Ces thèses, ces frontispices et tous ces dessins de librairie, n’étaient pour Lesueur que des passe-temps plus ou moins lucratifs mais il s’occupait en même temps à peindre un assez grand nombre de tableaux. C’est vers cette époque qu’il doit avoir exécuté presque tous ceux qui depuis sont passés en Angleterre, dans les galeries de lord Houghton, de lord Besborough, et dans la collection du duc de Devonshire[1], car c’est dans ces tableaux qu’on remarque la trace la plus visible des conseils encore récens de Poussin.

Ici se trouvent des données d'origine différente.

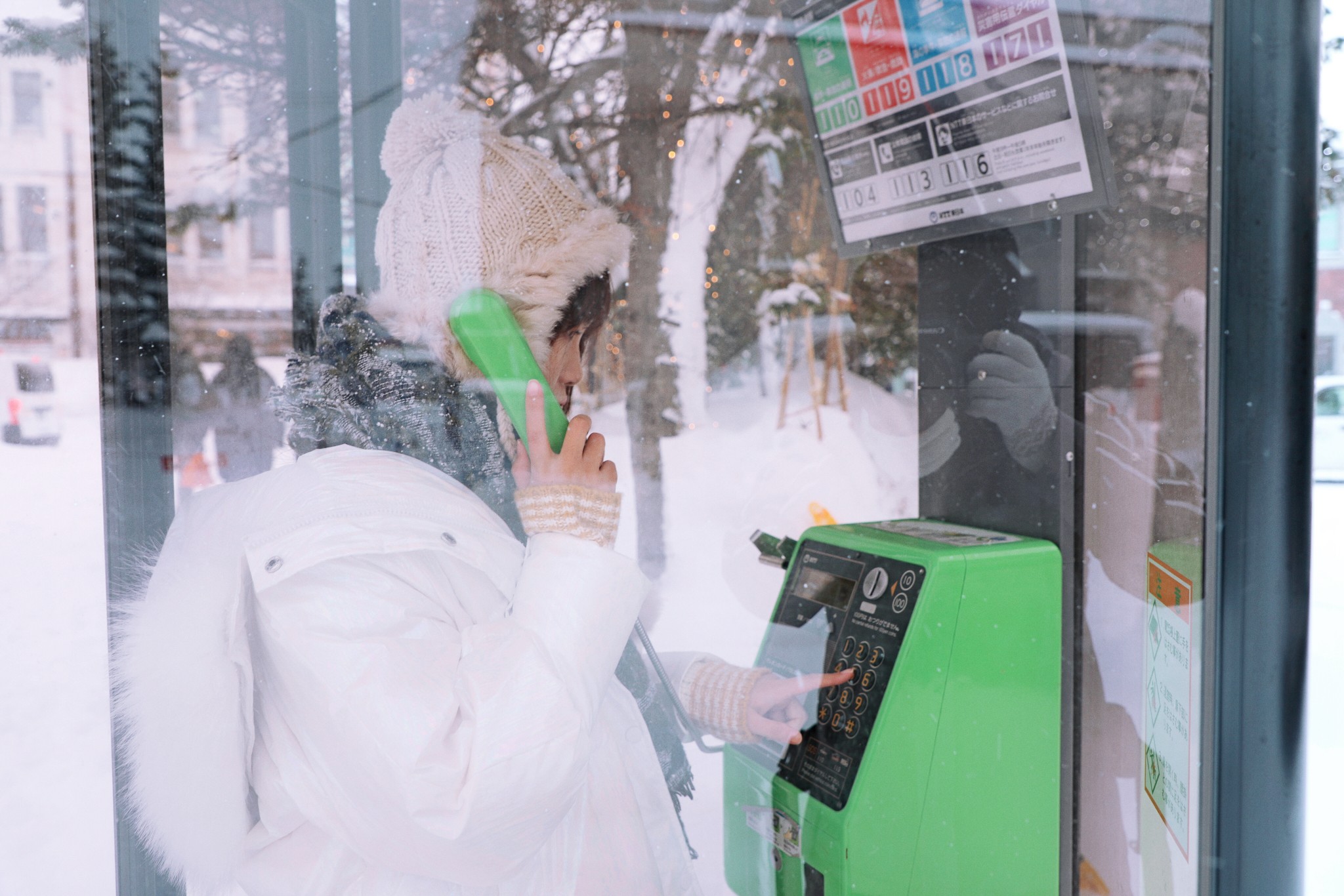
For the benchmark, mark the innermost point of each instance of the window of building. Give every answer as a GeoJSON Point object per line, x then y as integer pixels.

Mais bientôt il devait entreprendre la plus grande œuvre de sa vie. Ses habitudes de piété l’avaient depuis assez long-temp mis en rapport avec le prieur des chartreux : celui-ci faisait restaurer le petit cloître de son couvent, qui, dès l’an 1350, avait été peint à fresque, et dont on avait déjà renouvelé les peintures une première fois en 1508. Les nouvelles réparations exigeaient ou qu’on blanchît les murailles ou qu’on les peignit de nouveau. Il fut décidé qu’on devait les peindre, et ce fut à Lesueur qu’on en confia le soin.

  1. Le Moïse abandonné sur les eaux, l’Agar chassée par Abraham, la Nuit des Noces de Tobie, la Reine de Saba devant Salomon, plusieurs Saintes Familles, etc., etc.